Kaldırım kenarında bitivermiş bir ot gibi,
Öylesine değersiz,
Öylesine kimsesiz,
Öylesine sessiz,
Hiçliğin gölgesinde başka bir hiçlik gibi,
Doğumum.
Yaşıyorum,
Milyarlarca insan içinde alalade bir insan,
Nereden bakılırsa bakılsın her şeyi noksan.

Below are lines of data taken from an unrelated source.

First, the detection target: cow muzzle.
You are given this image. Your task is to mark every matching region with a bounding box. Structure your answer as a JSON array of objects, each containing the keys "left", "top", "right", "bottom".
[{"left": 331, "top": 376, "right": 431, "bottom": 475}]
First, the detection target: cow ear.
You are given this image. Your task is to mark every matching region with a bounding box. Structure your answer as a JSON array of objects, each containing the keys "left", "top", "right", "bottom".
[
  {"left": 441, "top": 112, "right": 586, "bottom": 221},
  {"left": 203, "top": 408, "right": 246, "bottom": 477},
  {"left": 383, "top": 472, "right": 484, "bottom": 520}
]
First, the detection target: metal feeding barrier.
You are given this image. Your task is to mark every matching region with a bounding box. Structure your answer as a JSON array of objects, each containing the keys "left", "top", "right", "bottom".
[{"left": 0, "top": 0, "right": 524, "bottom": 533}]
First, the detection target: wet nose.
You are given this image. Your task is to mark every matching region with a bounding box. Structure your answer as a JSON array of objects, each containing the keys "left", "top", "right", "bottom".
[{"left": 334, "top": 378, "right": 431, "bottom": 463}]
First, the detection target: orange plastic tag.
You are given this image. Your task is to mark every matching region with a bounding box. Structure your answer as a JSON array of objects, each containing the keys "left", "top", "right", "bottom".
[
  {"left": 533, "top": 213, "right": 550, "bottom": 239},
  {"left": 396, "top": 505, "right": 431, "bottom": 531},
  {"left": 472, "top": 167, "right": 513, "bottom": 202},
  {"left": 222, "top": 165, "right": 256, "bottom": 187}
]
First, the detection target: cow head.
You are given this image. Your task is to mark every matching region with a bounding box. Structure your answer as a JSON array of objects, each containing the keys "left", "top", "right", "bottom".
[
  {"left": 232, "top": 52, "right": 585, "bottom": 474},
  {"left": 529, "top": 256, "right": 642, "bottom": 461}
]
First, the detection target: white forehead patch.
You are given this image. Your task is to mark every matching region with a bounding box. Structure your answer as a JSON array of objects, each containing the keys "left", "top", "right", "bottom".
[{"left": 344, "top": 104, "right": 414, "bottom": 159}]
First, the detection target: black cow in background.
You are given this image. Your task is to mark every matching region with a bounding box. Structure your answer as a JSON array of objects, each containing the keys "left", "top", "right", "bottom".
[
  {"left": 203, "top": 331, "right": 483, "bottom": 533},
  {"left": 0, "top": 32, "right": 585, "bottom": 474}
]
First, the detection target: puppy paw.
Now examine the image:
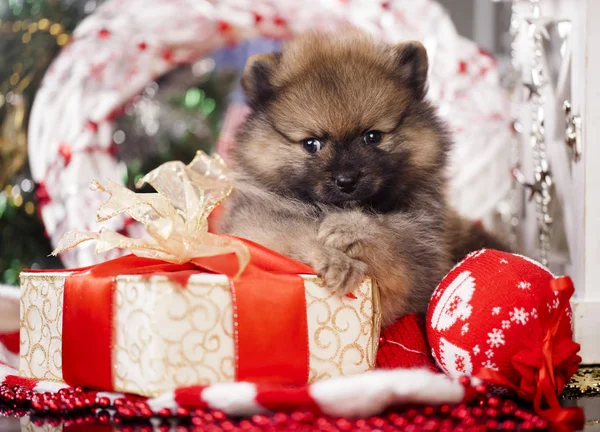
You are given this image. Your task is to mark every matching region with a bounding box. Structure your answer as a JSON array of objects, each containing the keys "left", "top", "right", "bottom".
[
  {"left": 313, "top": 249, "right": 367, "bottom": 295},
  {"left": 317, "top": 211, "right": 374, "bottom": 259}
]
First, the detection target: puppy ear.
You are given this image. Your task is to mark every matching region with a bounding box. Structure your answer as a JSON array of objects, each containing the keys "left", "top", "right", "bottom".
[
  {"left": 394, "top": 41, "right": 429, "bottom": 99},
  {"left": 242, "top": 53, "right": 281, "bottom": 107}
]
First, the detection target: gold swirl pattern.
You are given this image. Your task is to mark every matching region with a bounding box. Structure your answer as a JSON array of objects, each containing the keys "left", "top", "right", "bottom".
[
  {"left": 19, "top": 273, "right": 68, "bottom": 381},
  {"left": 20, "top": 273, "right": 380, "bottom": 396}
]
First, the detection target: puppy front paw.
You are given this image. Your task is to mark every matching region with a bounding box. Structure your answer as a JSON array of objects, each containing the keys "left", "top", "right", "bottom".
[
  {"left": 317, "top": 211, "right": 374, "bottom": 259},
  {"left": 313, "top": 248, "right": 367, "bottom": 295}
]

Varlıkla yokluk arasında silik bir halde,
Yüm varlıklardan öte,
Varlığa uzak,
Yokluğa yakın,
Dönün de bir bakın
Bırakın,
Terk edilmek nedir ki?
Hiç bulunmamış bir yerde,
Karanlığın kuytu köşelerinde,
Yaşıyorum.
Öleceğim,
Bir gün bende terk edeceğim dünyayı,
Güneşi, ayı, yıldızları,
Hiç görmediğim dağları, ovaları, akarsuları,
Türlü yemişleri,
Cins cins hayvanları,
Mor sümbüllü bağları,
Bahçeleri, köşkleri, sarayları,
Renk renk insanları,
Elmaları, ayvaları, narları terk edip
Öleceğim.
Ve adım gibi bileceğim,
Hepsini bir bir şikayet edeceğim,
Toprağa karışacak,
Bir tohumla filizleneceğim.
Bu dünyada;
Bir hiç gibi doğdum,
Bir hiç gibi yaşıyoruma
Ve bir hiç gibi öleceğim.
Bileceğim...
5.0
100% (12)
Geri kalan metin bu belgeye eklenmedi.